The scenario solution
The solution contains of a storage account (blob), registered subscription for Event Grid Azure Storage, Request Bin (WebHook), a Logic App and a Function App containing a function. The Logic App and Azure Function subscribe to BlobCreated event with the filter settings.
The Logic App subscribes to the event once the trigger action is defined. The definition is shown in the picture below.
Note that the resource name has to be specified explicitly (custom value) as the resource type Microsoft.Storage has be set explicitly too. The resource types that are listed are Resource Groups, Subscriptions, Event Grid Topics and Event Hub Namespace as Storage is still in a preview program. With this configuration the desired events can be evaluated and processed. In case of the Logic App it is parsing the event and sending an email notification.
Azure Function Storage Event processing
The Azure Function is interested in the same event. And as soon as the event is pushed to Event Grid once a blob has been created it will process the event. The url in the event https://teststorage666.blob.core.windows.net/testcontainer/NinoCrudele.jpg will be used to analyze the image. The image is a picture of my good friend Nino Crudele.
The result of the analysis that Nino is smiling for the camera with confidence. The Logic App will parse the event and sent an email. The Request Bin will show the raw event. And in case I deleted the blob than this will only be captured by the WebHook (Request Bin) as it is interested in any event on the Storage account.
Azure Event Grid is unique in its kind as now other Cloud vendor has this type of service that can handle events in a uniform and serverless way. Although it is still early days as this service is in preview a few week. However, with expansion of event publishers and subscribers, management capabilities and other features it will mature in the next couple of months. The service is currently only available in the West Central US and West US, yet over course of time it will become available in every region.

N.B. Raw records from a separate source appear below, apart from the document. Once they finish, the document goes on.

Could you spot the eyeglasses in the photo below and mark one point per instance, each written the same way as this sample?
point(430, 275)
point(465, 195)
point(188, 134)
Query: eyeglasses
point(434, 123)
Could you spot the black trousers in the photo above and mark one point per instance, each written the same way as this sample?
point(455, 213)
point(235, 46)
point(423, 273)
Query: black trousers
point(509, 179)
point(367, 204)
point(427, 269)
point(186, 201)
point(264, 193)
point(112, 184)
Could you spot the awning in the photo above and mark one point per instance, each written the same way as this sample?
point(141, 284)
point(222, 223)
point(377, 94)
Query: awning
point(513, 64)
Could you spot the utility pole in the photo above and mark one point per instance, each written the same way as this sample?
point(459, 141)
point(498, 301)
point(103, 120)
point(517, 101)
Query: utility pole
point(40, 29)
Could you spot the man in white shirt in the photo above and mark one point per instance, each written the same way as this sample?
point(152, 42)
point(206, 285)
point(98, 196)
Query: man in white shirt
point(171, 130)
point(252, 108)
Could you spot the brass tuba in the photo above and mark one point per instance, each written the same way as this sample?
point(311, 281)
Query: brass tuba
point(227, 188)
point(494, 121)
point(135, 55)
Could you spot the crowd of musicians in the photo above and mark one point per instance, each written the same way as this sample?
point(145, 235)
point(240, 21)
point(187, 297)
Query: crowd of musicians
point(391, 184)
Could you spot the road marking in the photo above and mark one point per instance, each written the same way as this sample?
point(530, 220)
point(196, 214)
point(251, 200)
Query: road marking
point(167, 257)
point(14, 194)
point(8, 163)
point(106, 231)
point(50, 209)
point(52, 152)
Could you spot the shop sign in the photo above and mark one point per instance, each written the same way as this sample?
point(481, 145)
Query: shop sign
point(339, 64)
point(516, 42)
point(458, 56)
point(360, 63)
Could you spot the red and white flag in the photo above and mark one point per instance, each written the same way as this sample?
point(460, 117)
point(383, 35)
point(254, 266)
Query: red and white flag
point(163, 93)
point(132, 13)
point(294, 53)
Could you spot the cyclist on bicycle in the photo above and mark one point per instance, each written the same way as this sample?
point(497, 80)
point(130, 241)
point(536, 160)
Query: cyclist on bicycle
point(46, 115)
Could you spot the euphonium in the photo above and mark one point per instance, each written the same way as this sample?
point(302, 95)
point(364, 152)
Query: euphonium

And once it will become GA the price will increase.
Working with Storage Account as source (publisher) of events unlocked new insights in the Event Grid mechanisms. Moreover, it shows the benefits of having a managed service by Azure for events. And the pub-sub and push of events are the key differentiators towards the other two services Service Bus and Event Hubs. No longer do you have to poll for events and/or develop a solution for it. To conclude the Service Bus Team has completed the picture for messaging and event handling.